A half gasp, half sob escapes me, and I cover my mouth as tears spill free. That sound. That impossibly beautiful sound owns me now.

“Everything looks good,” the doctor says gently. “The hemorrhage is still visible but not expanding. We’ll monitor it. No heavy lifting, no exertion, no stress.”

Anthony nods.

The doctor turns to me again. “We’ll keep you overnight for observation. If there’s no further bleeding or cramping by morning, we’ll reassess. But as of right now…” He glances at the screen. “That heartbeat is the best sign we could hope for.”

He removes the probe, and I flinch, the nurse quickly cleaning the gel and adjusting the sheet over me again, covering the vulnerability I didn’t even realize I felt.

The screen stays lit a moment longer, and I can’t take my eyes off it.

That tiny life.

“Thank you, Dr. Torres,” Anthony says as he steps closer now.

Dr. Torres squeezes my hand, giving me a reassuring smile. “The baby’s fine, Miss Beaumont.”

The baby.

Then he turns to face Anthony. “And I mean it, Dad. No stress.”

Anthony and I look at each other, but before we can correct him, Dr. Torres leaves the room, shutting the door behind him.

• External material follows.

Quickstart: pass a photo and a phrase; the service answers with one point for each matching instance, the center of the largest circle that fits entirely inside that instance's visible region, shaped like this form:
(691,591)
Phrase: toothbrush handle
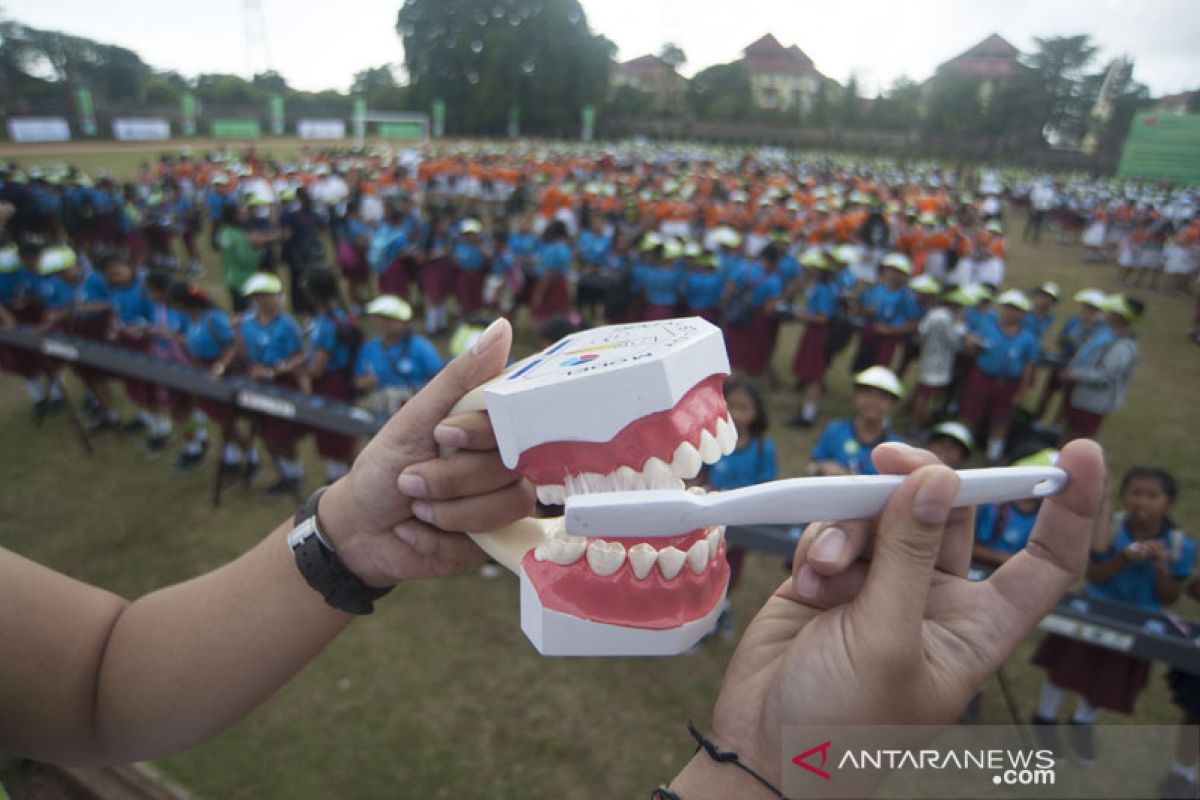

The silence left behind is louder than the doctor’s voice.

Dad. “We probably should have clarified that part,” I say with a nervous edge.

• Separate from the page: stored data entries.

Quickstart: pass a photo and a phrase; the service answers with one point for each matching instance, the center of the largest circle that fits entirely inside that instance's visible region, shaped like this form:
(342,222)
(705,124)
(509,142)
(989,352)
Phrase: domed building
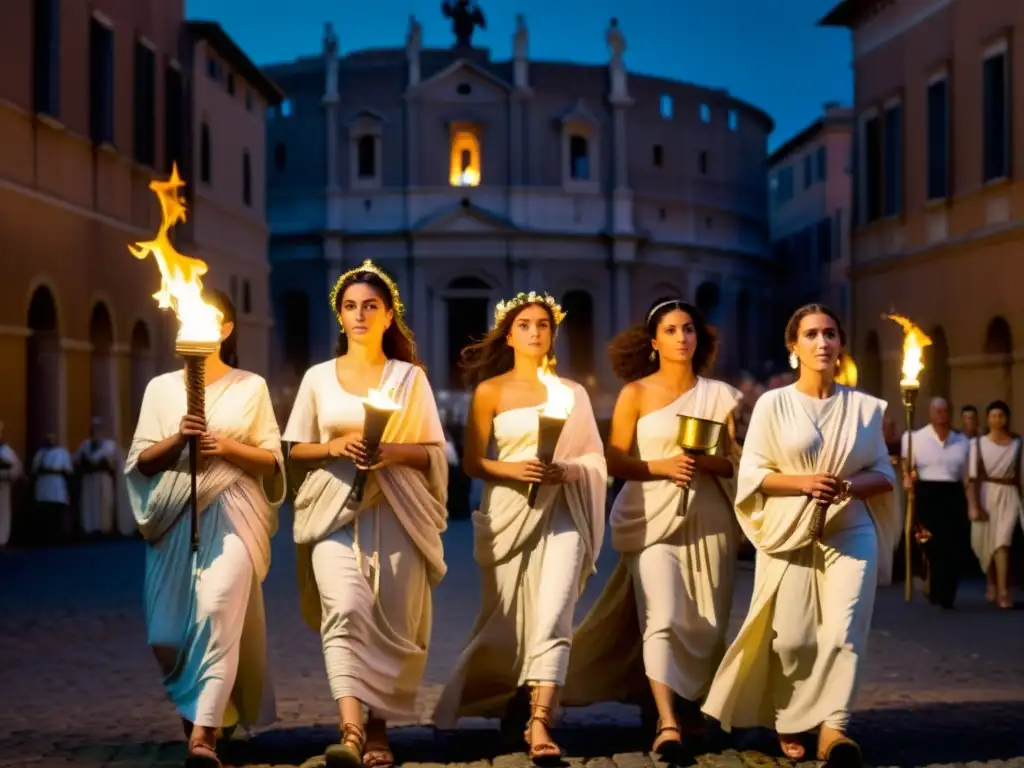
(470,179)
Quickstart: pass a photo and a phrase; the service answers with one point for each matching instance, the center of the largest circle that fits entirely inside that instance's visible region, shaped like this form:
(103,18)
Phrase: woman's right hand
(529,471)
(190,426)
(350,446)
(822,487)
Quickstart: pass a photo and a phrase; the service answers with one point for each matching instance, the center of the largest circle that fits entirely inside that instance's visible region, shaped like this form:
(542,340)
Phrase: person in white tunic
(660,622)
(535,558)
(368,567)
(10,471)
(51,470)
(994,500)
(815,497)
(204,613)
(99,463)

Anthony sits slowly, dragging the chair closer to the bed, his movements stiff with exhaustion or fear—I don’t know which.

Maybe both. He rests his cane against the bed then leans forward, elbows on his knees, rubbing his palms together like he’s trying to figure out what the hell he’s supposed to say.

But it’s his eyes that get me. That wrecked, stunned look like he’s still trying to catch up to heartbreak.

“You okay?” His voice is low, his tone careful.

I nod. Sort of. “I don’t know.”

He lets out a long breath, glancing toward the monitor that’s now a screen of black. “A baby.”

I can’t speak. I just press my hand harder to my stomach, even though I feel nothing there. No kick. No flutter. Just the echo of that heartbeat in my ears.

“You’re nine weeks, Everly,” he whispers as if saying it louder would crack the fragile air between us. “That means… it happened on the island.”

I nod again. “I didn’t even think—” My throat closes around the words.

“I didn’t think I could…the doctors were so convinced I’ll never…

” I suck in a double breath. The reality of it is slow to sink in, yet the relief I feel of knowing I didn’t lose the baby I didn’t know about until just now is… real.

Anthony’s fingers drum a nervous rhythm against his knee. “What are you going to do?”

The question sits heavy in the room. What am I going to do?

A part of me wants to answer immediately. Say something definitive. But nothing comes. Because nothing is simple anymore. Everything’s shifted, twisted, cracked wide open like fault lines splitting across the earth.

“I don’t know.” I stare at where my hand rests on my belly. “I’m not even sure what’s happening right now.”

“What’s happening is you’re growing a baby inside of you.”

He’s stating the obvious, but it doesn’t register all at once. It unspools in fragments. Like my brain can’t accept the whole picture, so it feeds me pieces. That sound. That heartbeat. The tiny flickering of life. Mine.

Emotion tightens in my chest so hard I curl around it, lips trembling, eyes burning. “I wasn’t supposed to get pregnant,” I whisper.

Anthony says nothing. He just stays close. Solid. Present.